For ReLU, if I recall correctly, in the backward pass, we return 1 if x>0 and 0 otherwise, likewise for dropout, we scale all nonzero elements during the forward pass, and since the zero elements are in either cases 0, the gradient should flow just fine, it seems to me, there shouldnt be an issue for an inplace relu or inplace dropout to work. am I wrong in this?
The following snippet shows this as well that an inplace relu shouldnt pose any issues:

import torch
import torch.nn as nn
import torch.nn.functional as F

class SimpleNet(nn.Module):
    def __init__(self):
        super().__init__()
        self.features = self._make_layers()
        self.classifier = nn.Linear(9,10)

    def forward(self, x):
        out = self.features(x)
        out = F.max_pool2d(out, kernel_size=out.size()[2:])
        out = F.dropout2d(out, 0.5, training=self.training)
        out = out.view(out.size(0), -1)
        out = self.classifier(out)
        return out

    def _make_layers(self):
        model = nn.Sequential(nn.Conv2d(3,3,kernel_size=3),
                      nn.BatchNorm2d(3),
                      nn.ReLU(inplace=True),
                      #nn.Dropout2d(inplace=True),
                      nn.MaxPool2d(2,2),
                      
                      nn.Conv2d(3,6,kernel_size=3),
                      nn.BatchNorm2d(6),
                      nn.ReLU(inplace=True),
                      #nn.Dropout2d(inplace=True),
                      nn.MaxPool2d(2,2),
                      
                      nn.Conv2d(6,9,kernel_size=3),
                      nn.BatchNorm2d(9),
                      nn.ReLU(inplace=True),
                      #nn.Dropout2d(inplace=True),
                      nn.MaxPool2d(2,2),
                      )
        for m in model.modules():
            if isinstance(m, nn.Conv2d):
                nn.init.xavier_uniform_(m.weight.data, gain=nn.init.calculate_gain("relu"))
        return model
    
if __name__ == "__main__":
    model = SimpleNet()
    input_dummy = torch.randn(size=(2, 3, 32, 32))
    out = model(input_dummy)
    out.mean().backward()

Now if you add the dropout as inplace, it crashes, in which case, I wonder why bother adding the inplace for dropout cant be done inplace.

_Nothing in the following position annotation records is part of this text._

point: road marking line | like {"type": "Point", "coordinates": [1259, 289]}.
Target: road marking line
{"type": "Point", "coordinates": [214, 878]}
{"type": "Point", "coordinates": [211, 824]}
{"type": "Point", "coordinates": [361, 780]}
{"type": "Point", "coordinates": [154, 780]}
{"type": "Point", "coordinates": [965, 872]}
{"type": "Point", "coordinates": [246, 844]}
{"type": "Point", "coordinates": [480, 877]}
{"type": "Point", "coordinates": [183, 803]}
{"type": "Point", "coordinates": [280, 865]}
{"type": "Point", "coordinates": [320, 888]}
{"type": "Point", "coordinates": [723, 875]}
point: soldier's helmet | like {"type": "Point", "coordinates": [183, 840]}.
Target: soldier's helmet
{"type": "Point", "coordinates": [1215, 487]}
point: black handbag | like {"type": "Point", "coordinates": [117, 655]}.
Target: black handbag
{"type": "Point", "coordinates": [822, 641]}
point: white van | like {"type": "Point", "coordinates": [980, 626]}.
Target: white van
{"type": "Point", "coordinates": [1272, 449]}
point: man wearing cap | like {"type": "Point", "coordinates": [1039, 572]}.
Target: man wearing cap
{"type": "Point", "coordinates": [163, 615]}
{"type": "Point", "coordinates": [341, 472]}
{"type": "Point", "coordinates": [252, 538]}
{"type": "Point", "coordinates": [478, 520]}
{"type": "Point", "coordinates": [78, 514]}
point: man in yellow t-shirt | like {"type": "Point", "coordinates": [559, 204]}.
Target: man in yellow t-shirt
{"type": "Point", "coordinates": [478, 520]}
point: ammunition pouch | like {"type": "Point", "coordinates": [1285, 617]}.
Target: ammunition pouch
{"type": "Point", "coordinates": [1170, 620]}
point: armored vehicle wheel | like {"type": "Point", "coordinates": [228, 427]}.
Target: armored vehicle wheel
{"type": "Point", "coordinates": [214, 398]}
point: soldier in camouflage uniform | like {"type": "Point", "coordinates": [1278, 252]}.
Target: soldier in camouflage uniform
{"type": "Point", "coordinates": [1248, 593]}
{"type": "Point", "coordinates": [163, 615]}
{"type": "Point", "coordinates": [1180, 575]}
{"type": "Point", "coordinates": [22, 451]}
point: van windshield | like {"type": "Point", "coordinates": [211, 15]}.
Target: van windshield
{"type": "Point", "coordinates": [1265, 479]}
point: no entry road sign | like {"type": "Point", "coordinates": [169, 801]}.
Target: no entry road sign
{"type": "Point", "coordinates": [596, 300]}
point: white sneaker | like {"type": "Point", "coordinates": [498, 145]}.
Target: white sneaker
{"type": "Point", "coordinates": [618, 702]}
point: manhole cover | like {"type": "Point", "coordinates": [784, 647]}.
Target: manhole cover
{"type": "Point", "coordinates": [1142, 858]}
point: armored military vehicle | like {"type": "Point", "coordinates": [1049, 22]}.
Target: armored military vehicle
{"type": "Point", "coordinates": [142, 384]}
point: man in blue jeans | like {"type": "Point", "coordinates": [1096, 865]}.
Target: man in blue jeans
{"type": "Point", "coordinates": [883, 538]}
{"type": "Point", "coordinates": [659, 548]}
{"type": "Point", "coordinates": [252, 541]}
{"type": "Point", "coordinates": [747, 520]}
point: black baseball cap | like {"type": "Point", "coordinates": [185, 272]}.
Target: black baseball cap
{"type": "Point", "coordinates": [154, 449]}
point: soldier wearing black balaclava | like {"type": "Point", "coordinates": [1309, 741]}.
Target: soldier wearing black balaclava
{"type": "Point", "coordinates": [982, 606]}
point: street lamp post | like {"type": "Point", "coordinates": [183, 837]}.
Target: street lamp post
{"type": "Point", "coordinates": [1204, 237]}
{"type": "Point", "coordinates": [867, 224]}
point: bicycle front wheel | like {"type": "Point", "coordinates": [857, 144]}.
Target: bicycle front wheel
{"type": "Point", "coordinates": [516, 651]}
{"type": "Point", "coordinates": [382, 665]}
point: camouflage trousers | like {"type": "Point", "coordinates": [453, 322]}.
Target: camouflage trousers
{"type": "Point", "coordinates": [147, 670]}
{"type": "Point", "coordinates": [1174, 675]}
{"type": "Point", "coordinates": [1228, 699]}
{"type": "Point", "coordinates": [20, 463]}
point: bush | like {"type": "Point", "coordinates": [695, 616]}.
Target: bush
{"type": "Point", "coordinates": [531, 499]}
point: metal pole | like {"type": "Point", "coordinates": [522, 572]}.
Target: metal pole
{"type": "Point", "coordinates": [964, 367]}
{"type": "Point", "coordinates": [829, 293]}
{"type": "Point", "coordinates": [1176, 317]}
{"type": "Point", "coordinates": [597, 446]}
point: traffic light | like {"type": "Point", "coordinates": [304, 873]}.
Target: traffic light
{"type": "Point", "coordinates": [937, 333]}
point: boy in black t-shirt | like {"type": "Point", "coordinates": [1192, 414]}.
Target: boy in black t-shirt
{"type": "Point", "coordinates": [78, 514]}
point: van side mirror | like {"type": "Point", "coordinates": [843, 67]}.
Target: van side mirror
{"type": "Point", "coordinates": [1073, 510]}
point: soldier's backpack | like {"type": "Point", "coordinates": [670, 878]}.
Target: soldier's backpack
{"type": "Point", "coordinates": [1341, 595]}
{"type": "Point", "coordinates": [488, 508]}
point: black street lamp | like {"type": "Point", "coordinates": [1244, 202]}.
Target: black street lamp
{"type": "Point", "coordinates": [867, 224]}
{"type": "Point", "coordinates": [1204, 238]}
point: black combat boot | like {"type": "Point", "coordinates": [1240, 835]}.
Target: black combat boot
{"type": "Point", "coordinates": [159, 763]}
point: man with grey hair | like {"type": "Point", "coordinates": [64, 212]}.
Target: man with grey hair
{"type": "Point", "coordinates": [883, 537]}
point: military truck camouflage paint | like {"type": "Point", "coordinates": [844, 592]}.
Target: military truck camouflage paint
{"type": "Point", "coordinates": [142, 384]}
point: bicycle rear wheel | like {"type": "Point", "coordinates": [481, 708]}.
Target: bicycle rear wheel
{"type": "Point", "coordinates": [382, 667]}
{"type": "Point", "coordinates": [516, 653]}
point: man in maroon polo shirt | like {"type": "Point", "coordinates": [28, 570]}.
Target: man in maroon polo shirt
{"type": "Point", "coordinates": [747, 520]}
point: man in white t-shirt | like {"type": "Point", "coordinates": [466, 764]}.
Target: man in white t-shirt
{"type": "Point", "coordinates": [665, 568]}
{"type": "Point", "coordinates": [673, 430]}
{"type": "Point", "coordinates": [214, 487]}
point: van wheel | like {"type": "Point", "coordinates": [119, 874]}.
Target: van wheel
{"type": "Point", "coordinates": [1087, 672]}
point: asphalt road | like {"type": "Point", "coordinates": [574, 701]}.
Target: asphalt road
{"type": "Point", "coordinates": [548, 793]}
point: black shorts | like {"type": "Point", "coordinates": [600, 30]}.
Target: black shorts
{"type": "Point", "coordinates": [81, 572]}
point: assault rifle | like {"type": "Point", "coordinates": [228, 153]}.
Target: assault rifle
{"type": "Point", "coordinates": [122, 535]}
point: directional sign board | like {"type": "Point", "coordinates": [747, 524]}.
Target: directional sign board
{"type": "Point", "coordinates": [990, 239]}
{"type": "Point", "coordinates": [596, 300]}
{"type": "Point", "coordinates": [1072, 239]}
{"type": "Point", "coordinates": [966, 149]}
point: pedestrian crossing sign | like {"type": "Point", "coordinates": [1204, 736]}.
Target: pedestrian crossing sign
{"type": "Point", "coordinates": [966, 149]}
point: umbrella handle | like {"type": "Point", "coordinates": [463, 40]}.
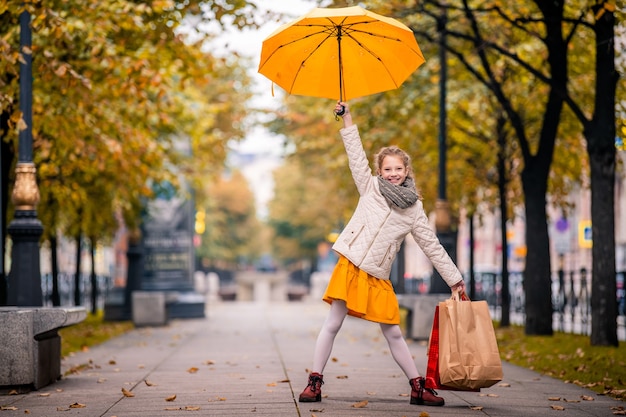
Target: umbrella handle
{"type": "Point", "coordinates": [340, 112]}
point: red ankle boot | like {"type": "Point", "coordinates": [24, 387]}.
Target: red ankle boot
{"type": "Point", "coordinates": [313, 391]}
{"type": "Point", "coordinates": [421, 395]}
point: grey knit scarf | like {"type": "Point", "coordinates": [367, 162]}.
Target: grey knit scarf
{"type": "Point", "coordinates": [402, 196]}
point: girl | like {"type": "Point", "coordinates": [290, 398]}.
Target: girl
{"type": "Point", "coordinates": [389, 208]}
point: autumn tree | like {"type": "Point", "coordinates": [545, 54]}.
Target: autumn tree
{"type": "Point", "coordinates": [233, 235]}
{"type": "Point", "coordinates": [115, 82]}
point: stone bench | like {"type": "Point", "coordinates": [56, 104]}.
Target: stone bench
{"type": "Point", "coordinates": [30, 346]}
{"type": "Point", "coordinates": [420, 313]}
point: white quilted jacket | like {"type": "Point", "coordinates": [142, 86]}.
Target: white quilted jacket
{"type": "Point", "coordinates": [373, 236]}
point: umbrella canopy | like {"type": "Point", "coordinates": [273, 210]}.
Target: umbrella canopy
{"type": "Point", "coordinates": [340, 53]}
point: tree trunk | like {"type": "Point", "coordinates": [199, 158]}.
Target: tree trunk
{"type": "Point", "coordinates": [56, 297]}
{"type": "Point", "coordinates": [600, 135]}
{"type": "Point", "coordinates": [7, 155]}
{"type": "Point", "coordinates": [77, 294]}
{"type": "Point", "coordinates": [537, 281]}
{"type": "Point", "coordinates": [93, 278]}
{"type": "Point", "coordinates": [505, 319]}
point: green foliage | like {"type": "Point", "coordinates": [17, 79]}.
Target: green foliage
{"type": "Point", "coordinates": [90, 332]}
{"type": "Point", "coordinates": [568, 357]}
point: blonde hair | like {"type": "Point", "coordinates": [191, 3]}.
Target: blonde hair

Thank you very much in advance for your time an kind patience.

ptrblck · February 6, 2023, 2:39am

That’s not the case, since ReLU uses its output for the gradient computation as defined here and as shown in this code snippet:

x = torch.randn(1, 10, requires_grad=True)

# works
relu = nn.ReLU()
out = relu(x)
out.mean().backward()

# out-of-place dropout still works
out = relu(x)
out = F.dropout(out, inplace=False)
out.mean().backward()

# other out-of-place ops also work
out = relu(x)
out = out + 1.
out.mean().backward()

# inplace manipulation of relu's output fails
out = relu(x)
out = F.dropout(out, inplace=True)
out.mean().backward()
# RuntimeError: one of the variables needed for gradient computation has been modified by an inplace operation: [torch.FloatTensor [1, 10]], which is output 0 of ReluBackward0, is at version 1; expected version 0 instead. Hint: enable anomaly detection to find the operation that failed to compute its gradient, with torch.autograd.set_detect_anomaly(True).

# same as here
out = relu(x)
out.add_(1.)
out.mean().backward()
# RuntimeError: one of the variables needed for gradient computation has been modified by an inplace operation: [torch.FloatTensor [1, 10]], which is output 0 of ReluBackward0, is at version 1; expected version 0 instead. Hint: enable anomaly detection to find the operation that failed to compute its gradient, with torch.autograd.set_detect_anomaly(True).